- Born: Ronald Hightower January 25, 1966 (age 60) Los Angeles, California, U.S.
- Height: 6 ft 5 in (1.96 m)

= Ron Hightower =

American pornographic actor (born 1966)

Ronald Hightower (born January 25, 1966, in Los Angeles, California) is an American adult-mainstream director who began his career as a pornographic actor. He has also directed music videos for various hip-hop recording artists, particularly rappers.

==Early life and career==
Born in Los Angeles, Hightower entered the adult entertainment world in New York City after working as an exotic dancer in the early 1990s. His good looks and muscular physique soon caught the eye of West Coast studio executives who recognized his potential as a top sex star, and they wasted no time in tempting him with better and more prominent roles.

==Career in adult films==
Arriving at the San Fernando Valley-based porn scene at a time when there were very few black men in the business who were actual celebrities (and when most interracial movies consisted of showing Caucasian men having sex with African American women), Hightower rapidly gained popularity as a natural born performer who always pleased his female co-stars , and his early appearances in productions like White Men Can't Hump and the Dark Alleys series (both 1992) were well received by many fans of black themed and interracial erotica. He also displayed much talent as a hard-working director early on in his career and began directing his first of many movies almost immediately after he had begun performing, starting with Dark Alleys 8 (also 1992).

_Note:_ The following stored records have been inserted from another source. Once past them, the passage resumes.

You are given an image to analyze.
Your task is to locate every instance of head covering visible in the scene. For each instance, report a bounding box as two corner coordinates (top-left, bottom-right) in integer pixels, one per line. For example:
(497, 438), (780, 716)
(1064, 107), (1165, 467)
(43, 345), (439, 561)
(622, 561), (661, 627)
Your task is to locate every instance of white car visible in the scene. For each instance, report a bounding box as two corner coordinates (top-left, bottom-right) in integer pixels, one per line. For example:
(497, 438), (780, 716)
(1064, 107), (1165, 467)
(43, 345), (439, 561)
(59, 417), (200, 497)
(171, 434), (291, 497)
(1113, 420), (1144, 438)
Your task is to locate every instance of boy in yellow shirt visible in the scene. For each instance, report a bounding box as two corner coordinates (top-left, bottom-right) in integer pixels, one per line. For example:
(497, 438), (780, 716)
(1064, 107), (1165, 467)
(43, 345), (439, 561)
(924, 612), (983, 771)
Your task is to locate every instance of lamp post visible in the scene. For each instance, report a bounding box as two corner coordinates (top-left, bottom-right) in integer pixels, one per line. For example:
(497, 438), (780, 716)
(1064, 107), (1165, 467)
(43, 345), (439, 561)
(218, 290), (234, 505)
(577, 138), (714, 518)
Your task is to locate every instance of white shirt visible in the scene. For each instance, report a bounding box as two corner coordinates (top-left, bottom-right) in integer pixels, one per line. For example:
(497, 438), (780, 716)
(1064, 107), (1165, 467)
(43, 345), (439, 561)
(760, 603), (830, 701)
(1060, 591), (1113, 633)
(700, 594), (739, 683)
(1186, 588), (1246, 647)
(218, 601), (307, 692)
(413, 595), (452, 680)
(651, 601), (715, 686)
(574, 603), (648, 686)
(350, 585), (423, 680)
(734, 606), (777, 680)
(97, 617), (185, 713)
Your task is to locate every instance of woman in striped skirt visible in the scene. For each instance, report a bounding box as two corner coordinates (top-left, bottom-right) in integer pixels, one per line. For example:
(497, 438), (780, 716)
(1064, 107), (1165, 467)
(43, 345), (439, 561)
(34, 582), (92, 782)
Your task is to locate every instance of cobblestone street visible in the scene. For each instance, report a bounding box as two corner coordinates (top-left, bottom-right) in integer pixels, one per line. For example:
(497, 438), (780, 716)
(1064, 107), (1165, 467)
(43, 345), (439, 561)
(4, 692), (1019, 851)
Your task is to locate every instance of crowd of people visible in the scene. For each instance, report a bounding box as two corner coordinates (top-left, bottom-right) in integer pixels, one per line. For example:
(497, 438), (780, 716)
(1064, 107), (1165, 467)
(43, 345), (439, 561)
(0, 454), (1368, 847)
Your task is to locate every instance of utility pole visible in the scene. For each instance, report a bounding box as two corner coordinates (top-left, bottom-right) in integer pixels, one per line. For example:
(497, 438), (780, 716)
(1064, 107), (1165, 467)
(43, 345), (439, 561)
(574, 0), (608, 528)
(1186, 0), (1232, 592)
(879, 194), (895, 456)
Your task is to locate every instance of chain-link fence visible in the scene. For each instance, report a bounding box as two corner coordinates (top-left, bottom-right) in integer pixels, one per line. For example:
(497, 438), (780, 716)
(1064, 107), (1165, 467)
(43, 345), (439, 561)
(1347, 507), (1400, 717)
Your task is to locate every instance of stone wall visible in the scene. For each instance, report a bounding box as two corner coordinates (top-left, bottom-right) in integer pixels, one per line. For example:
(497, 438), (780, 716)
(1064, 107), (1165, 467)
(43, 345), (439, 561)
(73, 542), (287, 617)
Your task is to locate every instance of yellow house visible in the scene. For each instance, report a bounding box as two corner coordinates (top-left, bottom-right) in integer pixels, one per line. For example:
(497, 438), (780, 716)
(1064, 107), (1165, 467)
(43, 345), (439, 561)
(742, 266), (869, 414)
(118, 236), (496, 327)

Hightower had often made public his frustration with what he felt were stereotypical depictions of black men in pornography, and at the risk of jeopardizing his career he would take the opportunity during interviews to expose the restrictions that were placed by studio heads at the time on black actors whose female partners were white. Like his contemporary and friendly rival, Sean Michaels, he worked hard to eliminate negative stereotypes of African Americans in the business and also to break new ground for them.

==Directorial career==
In 1996 Hightower retired from performing sex in front of the cameras to become a full-time adult film director, later to pursue work for mainstream productions. By 1997, he was dubbed by one book as the "king of the black porno market".

===Music videos===
As a mainstream director, Hightower has produced and directed music
videos for such recording artists such as Above The Law, Gang Starr, New Child, and Tupac Shakur, for whom he directed the music video 'How Do U Want It'.